Transradial Intervention Associated With Lower PCI-Associated Bleeding, NCDR Study Finds

Transradial intervention (TRI) may be associated with decreased PCI-associated bleeding across different risk groups, according to a study published recently in Circulation: Cardiovascular Interventions.

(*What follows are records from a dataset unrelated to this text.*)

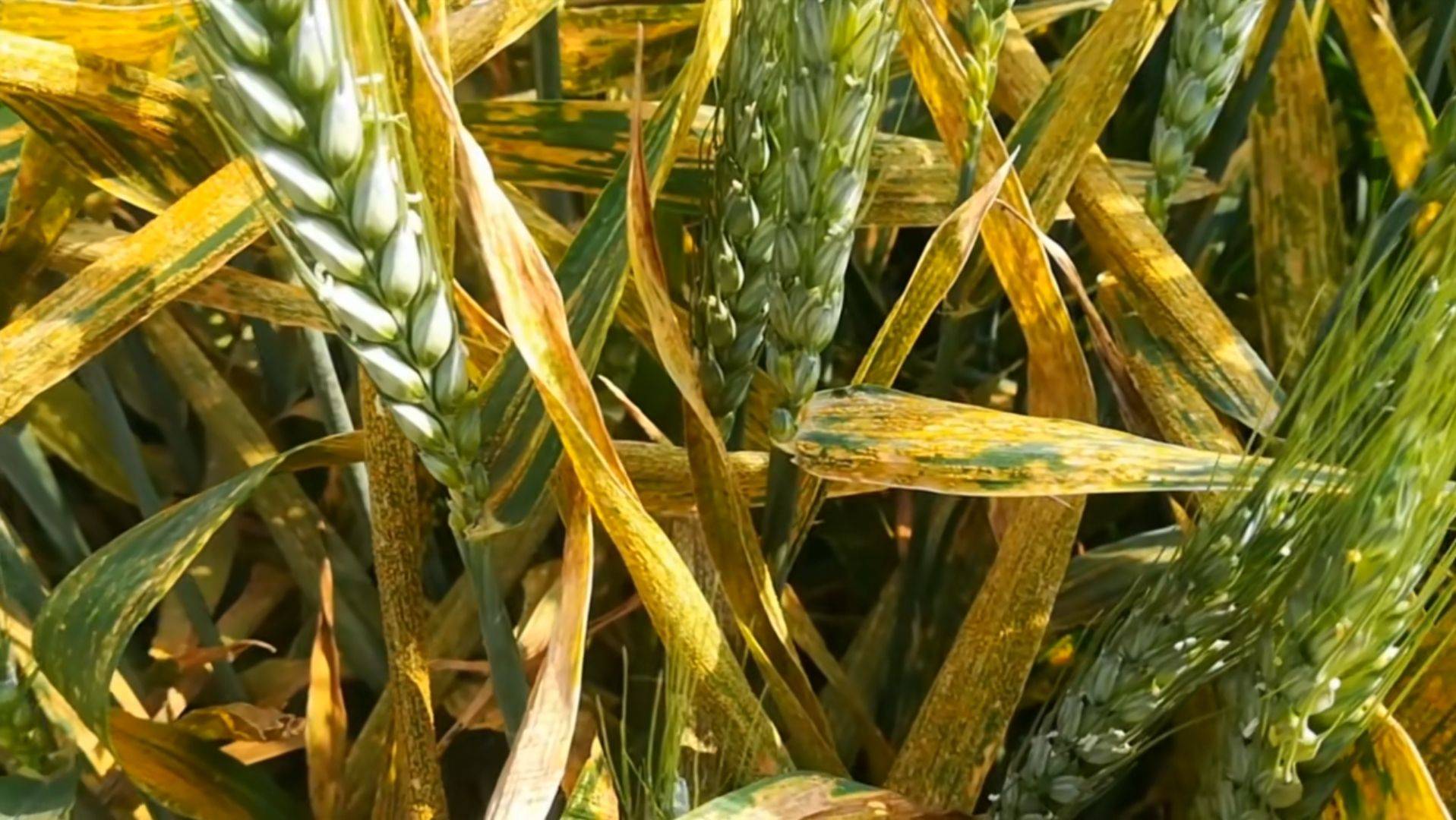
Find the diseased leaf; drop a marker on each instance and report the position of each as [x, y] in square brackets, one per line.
[897, 439]
[1401, 109]
[533, 772]
[1119, 231]
[727, 528]
[1386, 780]
[90, 615]
[293, 520]
[1299, 238]
[580, 144]
[327, 734]
[811, 796]
[963, 720]
[136, 134]
[191, 777]
[535, 314]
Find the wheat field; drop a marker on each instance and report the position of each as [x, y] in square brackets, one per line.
[727, 408]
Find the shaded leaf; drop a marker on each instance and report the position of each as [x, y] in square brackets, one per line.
[1299, 238]
[535, 312]
[141, 274]
[1401, 109]
[533, 772]
[1386, 780]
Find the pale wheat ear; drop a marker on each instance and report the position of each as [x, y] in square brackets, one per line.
[1208, 53]
[321, 118]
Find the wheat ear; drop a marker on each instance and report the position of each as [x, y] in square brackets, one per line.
[731, 298]
[1208, 50]
[293, 99]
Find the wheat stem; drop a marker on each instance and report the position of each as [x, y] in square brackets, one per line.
[1208, 50]
[731, 298]
[322, 120]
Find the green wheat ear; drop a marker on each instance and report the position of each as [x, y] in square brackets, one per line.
[836, 55]
[731, 296]
[1373, 390]
[1208, 50]
[296, 102]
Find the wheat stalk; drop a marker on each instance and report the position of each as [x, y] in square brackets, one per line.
[1206, 612]
[1208, 50]
[836, 54]
[293, 98]
[731, 298]
[1331, 648]
[984, 31]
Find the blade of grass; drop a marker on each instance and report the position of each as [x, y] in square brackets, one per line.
[286, 509]
[533, 772]
[398, 551]
[1386, 780]
[44, 197]
[24, 465]
[124, 443]
[535, 314]
[579, 144]
[963, 720]
[1122, 235]
[90, 615]
[1299, 239]
[727, 525]
[327, 734]
[1401, 111]
[913, 442]
[808, 794]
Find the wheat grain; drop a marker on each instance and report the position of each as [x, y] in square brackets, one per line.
[1208, 50]
[984, 31]
[731, 299]
[836, 54]
[292, 98]
[1205, 613]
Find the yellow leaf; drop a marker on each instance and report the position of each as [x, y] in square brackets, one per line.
[903, 440]
[1119, 231]
[1389, 85]
[1299, 238]
[1386, 780]
[327, 731]
[963, 721]
[396, 526]
[727, 526]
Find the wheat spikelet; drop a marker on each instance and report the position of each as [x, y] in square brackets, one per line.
[1203, 615]
[731, 299]
[1208, 49]
[836, 54]
[293, 99]
[984, 31]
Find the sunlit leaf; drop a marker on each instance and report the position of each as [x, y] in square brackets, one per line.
[810, 796]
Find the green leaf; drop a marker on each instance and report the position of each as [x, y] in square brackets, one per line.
[90, 615]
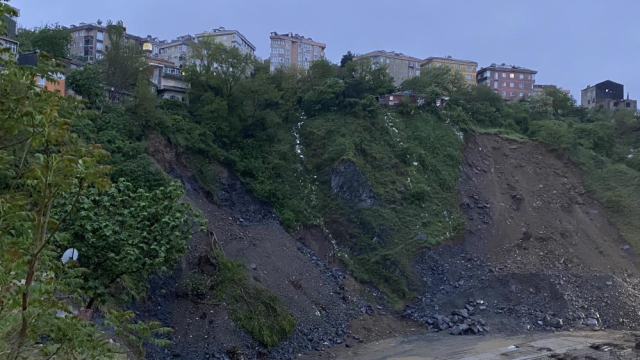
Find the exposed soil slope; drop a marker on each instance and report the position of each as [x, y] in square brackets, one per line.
[249, 231]
[538, 251]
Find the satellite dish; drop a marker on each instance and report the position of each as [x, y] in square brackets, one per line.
[69, 254]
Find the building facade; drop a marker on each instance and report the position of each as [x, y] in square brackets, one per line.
[468, 68]
[167, 79]
[509, 81]
[607, 94]
[8, 40]
[89, 41]
[539, 89]
[400, 66]
[178, 50]
[230, 38]
[294, 49]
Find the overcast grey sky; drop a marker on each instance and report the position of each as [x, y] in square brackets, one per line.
[571, 43]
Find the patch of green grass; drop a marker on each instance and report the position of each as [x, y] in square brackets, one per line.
[252, 306]
[412, 164]
[617, 187]
[503, 133]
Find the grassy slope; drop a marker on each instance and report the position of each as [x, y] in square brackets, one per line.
[617, 187]
[412, 165]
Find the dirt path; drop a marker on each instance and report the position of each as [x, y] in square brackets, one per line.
[538, 346]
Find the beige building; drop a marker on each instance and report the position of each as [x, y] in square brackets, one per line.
[401, 67]
[293, 49]
[89, 41]
[230, 38]
[177, 51]
[468, 68]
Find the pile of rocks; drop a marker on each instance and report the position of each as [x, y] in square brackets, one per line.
[461, 321]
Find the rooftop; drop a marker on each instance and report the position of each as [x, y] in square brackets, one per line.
[222, 31]
[602, 82]
[449, 58]
[505, 67]
[392, 54]
[297, 37]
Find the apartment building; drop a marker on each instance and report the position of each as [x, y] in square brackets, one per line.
[230, 38]
[510, 81]
[167, 79]
[8, 40]
[294, 49]
[178, 50]
[468, 68]
[607, 94]
[400, 66]
[90, 41]
[539, 89]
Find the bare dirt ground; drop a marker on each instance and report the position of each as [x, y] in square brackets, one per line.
[538, 253]
[248, 230]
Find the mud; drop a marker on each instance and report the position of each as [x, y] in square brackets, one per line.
[538, 250]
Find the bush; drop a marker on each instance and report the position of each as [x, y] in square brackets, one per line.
[252, 306]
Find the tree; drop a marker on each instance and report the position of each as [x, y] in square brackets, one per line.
[361, 78]
[562, 103]
[436, 82]
[123, 62]
[54, 39]
[88, 83]
[127, 233]
[40, 162]
[219, 66]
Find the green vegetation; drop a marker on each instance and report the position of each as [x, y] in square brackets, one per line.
[54, 40]
[55, 192]
[251, 306]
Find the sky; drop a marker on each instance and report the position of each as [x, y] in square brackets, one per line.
[571, 43]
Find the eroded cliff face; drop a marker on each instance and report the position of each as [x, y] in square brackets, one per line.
[538, 251]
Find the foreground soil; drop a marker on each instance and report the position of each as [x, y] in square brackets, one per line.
[321, 297]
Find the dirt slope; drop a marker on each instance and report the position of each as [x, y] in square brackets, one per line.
[538, 251]
[249, 231]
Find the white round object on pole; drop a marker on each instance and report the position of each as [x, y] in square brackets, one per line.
[69, 254]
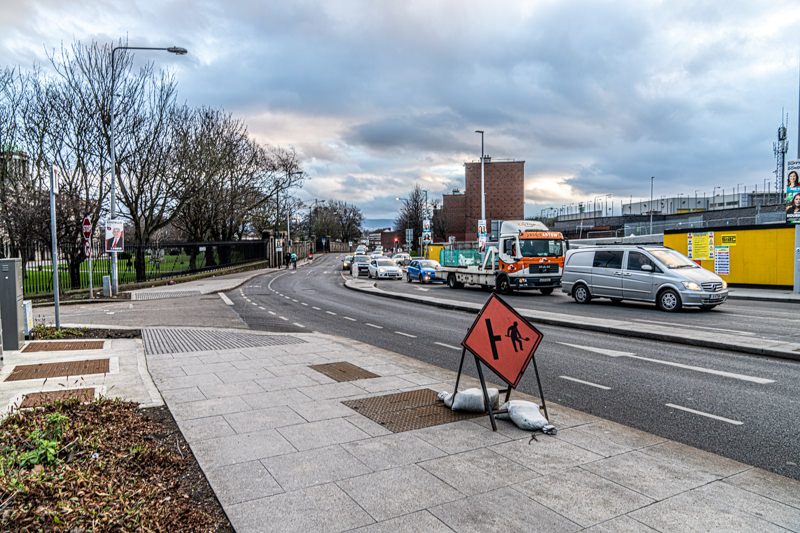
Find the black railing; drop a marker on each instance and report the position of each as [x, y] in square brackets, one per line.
[140, 262]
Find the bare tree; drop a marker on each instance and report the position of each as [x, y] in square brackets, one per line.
[412, 213]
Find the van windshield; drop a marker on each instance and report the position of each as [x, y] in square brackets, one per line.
[673, 259]
[541, 247]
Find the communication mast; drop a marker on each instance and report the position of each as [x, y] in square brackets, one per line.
[779, 149]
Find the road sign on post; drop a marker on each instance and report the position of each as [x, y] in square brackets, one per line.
[504, 341]
[87, 228]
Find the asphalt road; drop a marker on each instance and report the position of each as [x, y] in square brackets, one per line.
[740, 406]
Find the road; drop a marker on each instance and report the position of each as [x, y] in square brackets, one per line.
[740, 406]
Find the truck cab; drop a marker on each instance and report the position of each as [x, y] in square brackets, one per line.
[530, 256]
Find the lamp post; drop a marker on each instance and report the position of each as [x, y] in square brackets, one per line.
[173, 50]
[483, 197]
[651, 203]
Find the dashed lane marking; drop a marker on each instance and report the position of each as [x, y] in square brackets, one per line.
[582, 382]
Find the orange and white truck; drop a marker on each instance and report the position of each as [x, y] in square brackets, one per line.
[527, 256]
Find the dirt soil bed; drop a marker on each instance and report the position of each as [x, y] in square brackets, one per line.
[101, 466]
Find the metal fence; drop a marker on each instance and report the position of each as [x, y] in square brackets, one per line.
[140, 262]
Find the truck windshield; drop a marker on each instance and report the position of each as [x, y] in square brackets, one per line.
[541, 247]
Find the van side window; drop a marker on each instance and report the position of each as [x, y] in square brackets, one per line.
[583, 259]
[637, 259]
[608, 259]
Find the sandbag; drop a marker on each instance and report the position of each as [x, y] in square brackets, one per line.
[470, 400]
[525, 415]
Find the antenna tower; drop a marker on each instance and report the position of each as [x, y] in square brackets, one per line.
[779, 149]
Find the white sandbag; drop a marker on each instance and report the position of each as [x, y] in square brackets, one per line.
[470, 400]
[525, 415]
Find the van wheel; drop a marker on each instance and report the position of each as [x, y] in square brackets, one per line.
[503, 285]
[669, 301]
[452, 283]
[581, 294]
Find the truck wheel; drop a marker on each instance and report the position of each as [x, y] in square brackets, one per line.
[581, 294]
[503, 285]
[669, 301]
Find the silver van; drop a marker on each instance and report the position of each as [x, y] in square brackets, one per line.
[646, 273]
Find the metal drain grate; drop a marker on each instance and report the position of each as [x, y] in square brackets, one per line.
[57, 370]
[161, 295]
[62, 345]
[38, 399]
[343, 371]
[163, 341]
[406, 411]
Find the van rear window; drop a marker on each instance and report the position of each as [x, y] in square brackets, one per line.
[608, 259]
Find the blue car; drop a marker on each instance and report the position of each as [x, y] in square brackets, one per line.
[423, 270]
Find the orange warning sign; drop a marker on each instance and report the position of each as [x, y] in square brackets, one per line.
[503, 340]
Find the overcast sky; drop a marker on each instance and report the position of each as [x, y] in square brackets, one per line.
[377, 96]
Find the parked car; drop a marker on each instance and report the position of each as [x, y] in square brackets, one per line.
[360, 265]
[401, 258]
[384, 268]
[423, 270]
[346, 262]
[644, 273]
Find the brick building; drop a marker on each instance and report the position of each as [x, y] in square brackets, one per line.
[504, 190]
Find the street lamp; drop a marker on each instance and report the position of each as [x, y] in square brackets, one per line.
[173, 50]
[483, 197]
[651, 203]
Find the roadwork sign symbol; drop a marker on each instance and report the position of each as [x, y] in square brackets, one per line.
[503, 340]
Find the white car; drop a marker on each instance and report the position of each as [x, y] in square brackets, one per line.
[384, 268]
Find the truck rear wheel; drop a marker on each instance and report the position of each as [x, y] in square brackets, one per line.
[503, 285]
[452, 282]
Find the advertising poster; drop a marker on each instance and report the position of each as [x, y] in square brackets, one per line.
[699, 246]
[793, 192]
[115, 238]
[722, 263]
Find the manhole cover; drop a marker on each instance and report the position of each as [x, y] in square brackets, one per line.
[406, 411]
[343, 371]
[63, 345]
[55, 370]
[38, 399]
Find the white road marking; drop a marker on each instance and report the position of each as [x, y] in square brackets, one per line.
[448, 346]
[576, 380]
[657, 323]
[225, 299]
[732, 375]
[707, 415]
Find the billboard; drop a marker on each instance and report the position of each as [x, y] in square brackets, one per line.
[793, 192]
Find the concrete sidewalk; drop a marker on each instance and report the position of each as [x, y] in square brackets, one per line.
[283, 452]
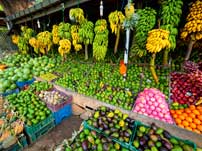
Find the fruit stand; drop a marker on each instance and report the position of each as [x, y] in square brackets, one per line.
[131, 70]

Ty J. Gluckman, MD, FACC, et al., performed a retrospective analysis of PCIs from 18 facilities across a single health system to compare the impact of three bleeding avoidance strategies (BAS) – procedural anticoagulation with bivalirudin (BIV), TRI, and use of a vascular closure device (VCD). The researchers used ACC's CathPCI Registry bleeding model to assess bleeding risk, with procedures stratified into six categories based on bleeding risk (first, second, third quartiles, 75th to 90th, 90th to 97.5th, and top 2.5th percentiles). The primary endpoint was post PCI bleeding, based on CathPCI Registry definition of suspected or confirmed bleeding events within 72 hours of PCI.

Out of a total of 74,953 PCIs, 9.4% used no BAS, 12% used BIV alone, 20.8% used TRI alone, and 26.8% used VCD alone. In addition, 5.4% used BIV and TRI and 25.6% used BIV and VCD. Age, gender, body mass index, race/ethnicity, and rates of diabetes, prior PCI, prior myocardial infarction, and prior stroke were similar across all bleeding risk groups.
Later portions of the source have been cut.